Wu's pilot comes after Boston's disparity study showed it spending 11% of its $2.3 billion discretionary dollars with minority groups over a five-year period.

Asians accounted for 1.1% of that portion, Blacks were 0.4%, Hispanics were 0.8% and Native Americans were 0.1%, while white women accounted for 8.5%.

Those figures, the study found, equate to a "substantial underutilization" of available vendors, according to Wu administration officials.

Atlanta, Austin, Chicago, Phoenix, Miami, San Diego and San Francisco have all formed similar programs, which set aside certain categories of contracts for certain categories of businesses, according to research from the non-profit Insight Center for Community Economic Development.

Michael Miller, Boston's director of strategic procurement, said at a recent hearing that the sheltered market program is "one of the strongest tools" the city can use to move closer to its goals, set by former Mayor Marty Walsh, of utilizing at least 15% woman-owned businesses and 10% minority-owned businesses of all contracts awarded in any fiscal year.

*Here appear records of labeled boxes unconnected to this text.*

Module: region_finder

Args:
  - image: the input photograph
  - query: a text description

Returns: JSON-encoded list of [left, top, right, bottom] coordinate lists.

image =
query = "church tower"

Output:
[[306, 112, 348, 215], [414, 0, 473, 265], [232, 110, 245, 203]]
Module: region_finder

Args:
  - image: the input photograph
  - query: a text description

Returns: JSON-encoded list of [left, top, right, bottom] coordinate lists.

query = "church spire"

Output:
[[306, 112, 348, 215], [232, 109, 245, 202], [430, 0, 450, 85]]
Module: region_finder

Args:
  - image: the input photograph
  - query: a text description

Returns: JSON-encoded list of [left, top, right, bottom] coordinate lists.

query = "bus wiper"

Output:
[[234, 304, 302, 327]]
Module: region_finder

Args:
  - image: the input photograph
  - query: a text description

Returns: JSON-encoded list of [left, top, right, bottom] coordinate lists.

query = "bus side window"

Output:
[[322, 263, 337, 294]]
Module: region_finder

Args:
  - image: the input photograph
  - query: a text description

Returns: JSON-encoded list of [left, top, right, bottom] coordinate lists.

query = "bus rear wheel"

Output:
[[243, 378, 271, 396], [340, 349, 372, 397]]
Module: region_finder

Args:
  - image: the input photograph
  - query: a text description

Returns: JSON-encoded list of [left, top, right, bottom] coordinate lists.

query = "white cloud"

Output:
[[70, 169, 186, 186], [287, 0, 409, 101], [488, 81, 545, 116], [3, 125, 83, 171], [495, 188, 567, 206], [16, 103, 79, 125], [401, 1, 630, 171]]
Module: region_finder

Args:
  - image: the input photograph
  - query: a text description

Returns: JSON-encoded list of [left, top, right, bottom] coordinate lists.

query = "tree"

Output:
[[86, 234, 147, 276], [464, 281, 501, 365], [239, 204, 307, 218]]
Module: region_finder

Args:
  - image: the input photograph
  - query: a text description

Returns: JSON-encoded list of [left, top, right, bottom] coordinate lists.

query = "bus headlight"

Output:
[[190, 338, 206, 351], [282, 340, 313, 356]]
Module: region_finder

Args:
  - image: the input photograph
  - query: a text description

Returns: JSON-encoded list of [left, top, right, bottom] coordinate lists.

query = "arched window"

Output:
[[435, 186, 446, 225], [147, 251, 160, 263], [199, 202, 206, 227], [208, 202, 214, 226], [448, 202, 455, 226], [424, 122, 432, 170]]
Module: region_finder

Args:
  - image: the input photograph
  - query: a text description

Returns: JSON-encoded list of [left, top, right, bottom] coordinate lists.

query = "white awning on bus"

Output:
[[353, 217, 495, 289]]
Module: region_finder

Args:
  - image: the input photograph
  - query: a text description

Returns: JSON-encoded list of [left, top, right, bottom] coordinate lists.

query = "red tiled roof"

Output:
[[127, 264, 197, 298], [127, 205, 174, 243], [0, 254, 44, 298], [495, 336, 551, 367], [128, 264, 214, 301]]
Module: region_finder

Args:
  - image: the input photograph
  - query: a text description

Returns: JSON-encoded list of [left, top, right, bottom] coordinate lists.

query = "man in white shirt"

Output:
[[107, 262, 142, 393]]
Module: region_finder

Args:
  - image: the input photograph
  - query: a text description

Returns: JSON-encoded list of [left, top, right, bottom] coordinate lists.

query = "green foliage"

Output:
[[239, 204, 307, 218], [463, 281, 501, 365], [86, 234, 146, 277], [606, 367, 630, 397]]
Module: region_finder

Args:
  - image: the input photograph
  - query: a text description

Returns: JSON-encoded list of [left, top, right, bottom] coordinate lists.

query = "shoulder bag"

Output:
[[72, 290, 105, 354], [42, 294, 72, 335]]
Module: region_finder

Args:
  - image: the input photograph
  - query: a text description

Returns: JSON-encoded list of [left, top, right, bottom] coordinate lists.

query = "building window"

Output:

"We want to make sure that this is a strong policy that's going to stand up and have the impact that we want it to have," Miller said, outlining the proposal during a City Council hearing last week.

Other cities have launched disparity studies in order to undergird their equity efforts with facts, including Charlotte, N.C., Indianapolis, Ind., San Antonio, Texas and San Diego, Calif., all of which have launched studies within the last six years.

Boston's sheltered market program would only apply to goods and services contracts — including goods like office supplies and furniture and professional services like consulting or graphic design — even though the city's study showed Boston's discretionary spending on construction as having disparities across all demographic categories.

The city, officials said, is working to stand up separate efforts to diversify its spending within the construction industry.

If approved by the council Wednesday, the sheltered market program would still need written procedures and a public hearing before city officials file the final details of the program with the state's office of supplier diversity and the Secretary of State.